Ce souci constant de respecter le Parlement est le quatrième et dernier principe sur lequel se fonde ce décret d'avance. Nous voulons procéder dans la plus grande transparence, afin de permettre à la représentation nationale de jouer son rôle de contrôle budgétaire de l'exécutif. Nous respectons bien entendu l'article 13 de la LOLF : vous disposez d'un délai de sept jours pour émettre un avis sur ce décret d'avance. Puis vous pourrez décider de ratifier ou de ne pas ratifier ces mouvements de crédits en loi de finances rectificative. Pour que vous puissiez émettre un avis en toute connaissance de cause, je suis aujourd'hui à votre disposition pour répondre de manière détaillée toutes vos questions, et mes équipes sont à la disposition de votre rapporteure générale pour lui apporter toute information utile.

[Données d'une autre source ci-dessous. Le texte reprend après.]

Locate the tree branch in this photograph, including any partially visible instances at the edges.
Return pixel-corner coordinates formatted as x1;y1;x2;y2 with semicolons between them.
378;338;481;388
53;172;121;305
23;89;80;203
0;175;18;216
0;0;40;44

Pour résumer, ce décret finance un milliard d'euros de dépenses engagées en faveur de l'emploi et des agriculteurs, dont l'urgence nécessite des ouvertures de crédits sans attendre le collectif budgétaire de fin d'année. C'est une première étape car, comme votre rapporteure générale l'a montré au moment du programme de stabilité, nous devons financer autour de 4 milliards d'euros de dépenses nouvelles.
Je sais que vous avancez des chiffres différents, monsieur le président.